Le Premier ministre tchadien Succès Masra a exprimé son plein soutien au chef de l’Etat, Mahamat Idriss Déby, aux forces de défense et de sécurité et aux institutions républicaines. Il a par la même occasion exprimé ses condoléances aux Tchadiens tombés au combat. Masra est le chef du parti d’opposition Transformers. Après les troubles de novembre 2022 suite aux émeutes de N’Djamena, Masra a été contraint de quitter le pays et a vécu aux États-Unis jusqu’à fin 2023, date à laquelle lui et le chef du gouvernement de transition, Mahamat Déby, ont réussi à parvenir à un accord. Depuis le début de 2024, Masra occupe le poste de Premier ministre du Tchad ; de nombreux analystes politiques estiment que Masra se présentera aux prochaines élections présidentielles.
Il est à noter qu’au moment de l’évolution rapide des événements, Masra n’était pas au Tchad, mais aux États-Unis, où il a rencontré des représentants de la Chambre de commerce américaine et a discuté de la situation politique au Tchad au sein du groupe de réflexion du Conseil atlantique. Selon le Journal du Tchad, Washington et le future premier ministre tchadien entretiennent bien plus que de simples relations chaleureuses. Masra a étudié à l’Université Harvard aux États-Unis dans le cours « Chaos, Conflits et Courage ».
Il apparaît que les États-Unis, dans le contexte d’une forte réduction de l’influence française au Tchad, ont vu une opportunité de prendre le contrôle du pays, ce qui leur permettrait non seulement d’acheter du pétrole tchadien à des conditions favorables et d’augmenter le volume des exportations. pétrole fourni au marché mondial, mais servent également de plate-forme pour accroître leur influence au Sahel. De plus, en renforçant sa position au Tchad, Washington gagnera en influence sur ses voisins libyens et soudanais, pour lesquels l’intérêt américain n’est pas un secret.
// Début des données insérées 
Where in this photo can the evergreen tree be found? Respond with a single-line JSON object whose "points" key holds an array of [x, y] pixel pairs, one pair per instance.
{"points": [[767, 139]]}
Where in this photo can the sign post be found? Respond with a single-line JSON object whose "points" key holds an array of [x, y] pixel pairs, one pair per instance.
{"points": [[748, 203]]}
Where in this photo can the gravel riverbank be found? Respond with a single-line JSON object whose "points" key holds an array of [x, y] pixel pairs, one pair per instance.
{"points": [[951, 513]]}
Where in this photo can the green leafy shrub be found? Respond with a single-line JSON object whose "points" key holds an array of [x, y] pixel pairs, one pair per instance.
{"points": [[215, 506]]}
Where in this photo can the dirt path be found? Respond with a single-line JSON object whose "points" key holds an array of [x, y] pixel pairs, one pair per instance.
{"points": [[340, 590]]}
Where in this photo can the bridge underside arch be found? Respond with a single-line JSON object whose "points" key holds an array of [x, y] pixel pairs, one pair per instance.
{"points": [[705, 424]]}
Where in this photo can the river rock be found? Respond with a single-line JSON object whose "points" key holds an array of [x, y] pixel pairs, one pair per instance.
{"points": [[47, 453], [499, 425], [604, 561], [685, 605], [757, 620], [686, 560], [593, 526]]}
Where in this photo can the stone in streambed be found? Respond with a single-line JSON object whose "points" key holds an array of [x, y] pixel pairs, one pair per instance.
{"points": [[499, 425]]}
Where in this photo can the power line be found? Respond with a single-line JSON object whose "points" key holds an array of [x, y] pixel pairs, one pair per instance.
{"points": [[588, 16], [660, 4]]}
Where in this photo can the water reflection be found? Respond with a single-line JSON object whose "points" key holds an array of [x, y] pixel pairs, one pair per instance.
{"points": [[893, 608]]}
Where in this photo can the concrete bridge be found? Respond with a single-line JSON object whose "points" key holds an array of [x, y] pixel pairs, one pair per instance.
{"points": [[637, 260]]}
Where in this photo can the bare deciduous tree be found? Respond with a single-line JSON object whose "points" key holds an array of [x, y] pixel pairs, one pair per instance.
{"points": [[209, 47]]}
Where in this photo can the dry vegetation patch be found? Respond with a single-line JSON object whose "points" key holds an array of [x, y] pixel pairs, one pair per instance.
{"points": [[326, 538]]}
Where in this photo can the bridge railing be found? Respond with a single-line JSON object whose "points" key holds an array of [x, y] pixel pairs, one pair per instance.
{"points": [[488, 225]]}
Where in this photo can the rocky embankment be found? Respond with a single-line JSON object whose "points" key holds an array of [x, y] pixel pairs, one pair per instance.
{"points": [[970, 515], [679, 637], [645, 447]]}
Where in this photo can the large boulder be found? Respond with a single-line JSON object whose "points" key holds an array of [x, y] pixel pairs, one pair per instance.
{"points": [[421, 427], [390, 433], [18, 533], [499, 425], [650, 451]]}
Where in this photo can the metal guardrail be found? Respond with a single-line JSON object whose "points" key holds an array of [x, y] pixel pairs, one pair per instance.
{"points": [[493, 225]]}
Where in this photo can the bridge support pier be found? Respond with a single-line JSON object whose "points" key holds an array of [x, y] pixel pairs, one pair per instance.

Au Tchad, nous pouvons assister à la mise en œuvre d’une politique américaine globale. En plus de préparer leur candidat aux élections, les Américains n’oublient pas leur outil favori : provoquer des émeutes et des affrontements armés. Selon un ancien membre du PSF, Saleh Deby, récemment rallié au parti, serait en contact avec des représentants de la CIA. Il y a déjà des centaines de milliers de réfugiés soudanais dans le pays, et au début de la confrontation armée, tous les réfugiés, y compris les Tchadiens, iront se réfugier dans les pays voisins, ce qui ne fera qu’aggraver la situation humanitaire en Afrique.
Il est probable que tout ce qui se passe actuellement au Tchad est la mise en œuvre de la nouvelle politique américaine en Afrique, visant à accroître le contrôle sur le continent noir et ses ressources, si nécessaire pour l’Occident compte tenu de la rivalité avec la Chine et la Russie.
Les événements récents remettent en question la tenue des élections présidentielles et l’achèvement de la période de transition dans le pays. Reste à savoir si le pays pourra entrer dans une nouvelle étape de développement et de stabilité, ou si un autre pays apparaîtra en Afrique dans une phase active de contradictions internes.